Le contrat d’approvisionnement des avions en kérosène serait renouvelé sans adjudication

Dans les milieux judiciaires, on fustige une prolongation de l’accord de gré à gré entre l’État et le consortium chargé du ravitaillement en carburant, en même temps qu’on relève plusieurs failles légales dans certaines de ses clauses.

Le contrat d’approvisionnement des avions en kérosène serait renouvelé sans adjudication

L’aéroport de Beyrouth. Photo d’archives

Les messages d’apaisement que se sont dépêchés de lancer jeudi le ministre des Transports et des Travaux publics, Michel Najjar, et le directeur de l’aéroport de Beyrouth, Fadi el-Hassan, lors d’une conférence de presse conjointe, après une information faisant état de fuites dangereuses de kérosène dans les installations de stockage, ont peut-être rassuré la population quant à l’absence d’un danger d’explosion à l’aéroport. Mais s’ils ont certifié qu’il n’y aura pas de seconde catastrophe – après celle du port le 4 août – qui menacerait la sécurité publique, ils ont toutefois occulté un problème de légalité et de transparence au niveau d’une prolongation envisagée du contrat conclu entre l’État et le consortium (Elf Med) chargé de l’approvisionnement des avions en carburant : sans aucune référence à une adjudication publique, le ministre des Transports et des Travaux publics a annoncé lors de son intervention que le contrat sera prorogé pour permettre à ce groupe de sociétés représenté par son président-directeur général, Maroun Chammas, de procéder aux réparations et au renouvellement des installations défectueuses.

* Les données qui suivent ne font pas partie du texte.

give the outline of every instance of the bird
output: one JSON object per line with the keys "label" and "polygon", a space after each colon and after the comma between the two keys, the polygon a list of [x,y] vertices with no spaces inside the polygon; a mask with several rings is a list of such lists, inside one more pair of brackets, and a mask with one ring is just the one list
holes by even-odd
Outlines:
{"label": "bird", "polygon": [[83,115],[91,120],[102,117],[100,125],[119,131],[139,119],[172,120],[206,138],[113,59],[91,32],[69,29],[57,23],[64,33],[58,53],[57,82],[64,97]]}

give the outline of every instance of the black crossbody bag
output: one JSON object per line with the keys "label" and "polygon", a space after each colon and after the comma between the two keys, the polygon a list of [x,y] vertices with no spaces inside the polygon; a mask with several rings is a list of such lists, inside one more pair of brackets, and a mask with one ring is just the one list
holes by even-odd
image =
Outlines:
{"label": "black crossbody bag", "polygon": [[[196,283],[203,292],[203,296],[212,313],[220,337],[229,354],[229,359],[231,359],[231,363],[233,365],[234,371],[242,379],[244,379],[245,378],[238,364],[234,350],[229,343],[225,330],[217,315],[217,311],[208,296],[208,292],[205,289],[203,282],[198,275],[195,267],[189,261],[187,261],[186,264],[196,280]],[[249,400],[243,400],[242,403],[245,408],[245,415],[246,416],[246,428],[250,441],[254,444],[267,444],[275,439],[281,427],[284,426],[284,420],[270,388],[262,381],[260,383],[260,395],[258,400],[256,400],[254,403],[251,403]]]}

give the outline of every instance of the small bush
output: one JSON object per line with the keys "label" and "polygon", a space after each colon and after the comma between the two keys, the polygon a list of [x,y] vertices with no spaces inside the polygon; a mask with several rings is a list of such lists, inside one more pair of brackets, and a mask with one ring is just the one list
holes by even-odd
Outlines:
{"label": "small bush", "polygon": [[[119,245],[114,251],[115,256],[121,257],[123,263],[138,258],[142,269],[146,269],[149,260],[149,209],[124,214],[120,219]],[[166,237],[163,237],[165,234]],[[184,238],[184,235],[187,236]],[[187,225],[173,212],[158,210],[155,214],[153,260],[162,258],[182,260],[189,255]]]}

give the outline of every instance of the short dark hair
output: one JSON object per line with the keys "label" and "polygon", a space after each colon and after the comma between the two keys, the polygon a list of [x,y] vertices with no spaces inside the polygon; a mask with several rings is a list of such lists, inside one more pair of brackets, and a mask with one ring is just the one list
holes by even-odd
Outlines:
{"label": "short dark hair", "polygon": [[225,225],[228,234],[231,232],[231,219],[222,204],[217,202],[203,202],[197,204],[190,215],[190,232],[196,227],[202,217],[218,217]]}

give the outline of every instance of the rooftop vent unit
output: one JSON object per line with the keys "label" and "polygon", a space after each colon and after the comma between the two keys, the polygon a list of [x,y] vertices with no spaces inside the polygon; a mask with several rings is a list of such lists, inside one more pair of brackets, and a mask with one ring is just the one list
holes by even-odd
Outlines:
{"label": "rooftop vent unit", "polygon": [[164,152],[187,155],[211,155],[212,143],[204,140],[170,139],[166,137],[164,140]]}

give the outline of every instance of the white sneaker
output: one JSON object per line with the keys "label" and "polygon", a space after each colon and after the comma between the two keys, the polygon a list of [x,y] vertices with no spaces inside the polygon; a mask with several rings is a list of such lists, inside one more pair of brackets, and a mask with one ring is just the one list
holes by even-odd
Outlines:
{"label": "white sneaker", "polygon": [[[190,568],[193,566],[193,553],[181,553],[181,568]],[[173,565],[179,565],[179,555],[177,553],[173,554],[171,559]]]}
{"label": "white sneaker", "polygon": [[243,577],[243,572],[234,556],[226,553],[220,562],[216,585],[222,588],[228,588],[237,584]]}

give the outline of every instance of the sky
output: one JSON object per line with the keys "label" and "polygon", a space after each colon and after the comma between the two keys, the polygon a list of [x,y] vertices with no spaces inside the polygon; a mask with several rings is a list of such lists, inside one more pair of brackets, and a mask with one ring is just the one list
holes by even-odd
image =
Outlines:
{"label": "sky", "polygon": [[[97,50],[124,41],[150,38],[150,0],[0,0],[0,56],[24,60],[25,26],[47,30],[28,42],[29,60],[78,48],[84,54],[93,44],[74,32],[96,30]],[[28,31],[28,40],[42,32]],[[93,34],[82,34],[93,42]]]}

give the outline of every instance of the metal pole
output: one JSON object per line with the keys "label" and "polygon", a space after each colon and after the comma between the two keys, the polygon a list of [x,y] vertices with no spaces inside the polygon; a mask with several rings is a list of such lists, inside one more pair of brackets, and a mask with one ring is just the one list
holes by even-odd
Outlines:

M. Najjar qui, le jour même, avait eu le feu vert du chef de l’État Michel Aoun pour prendre toutes les mesures afin d’éviter la survenue d’un problème, a penché pour cette option au motif, a-t-il dit, que son ministère n’a pas de crédit pour effectuer lui-même les réparations. Le coût de celles-ci s’élève à 5 600 000 dollars (8 400 000 000 LL), selon une étude réalisée par une commission technique du consortium, tandis que les allocations fixes que ce dernier doit chaque année à l’État sont de 1 200 000 dollars (1 800 000 000 LL). Le ministre a donc évoqué un renouvellement du contrat pour une période de 4 ans et 8 mois (à partir de novembre 2021, date d’expiration du contrat actuel), le temps que le groupe d’entreprises récupère les montants qu’il aura versés pour les travaux.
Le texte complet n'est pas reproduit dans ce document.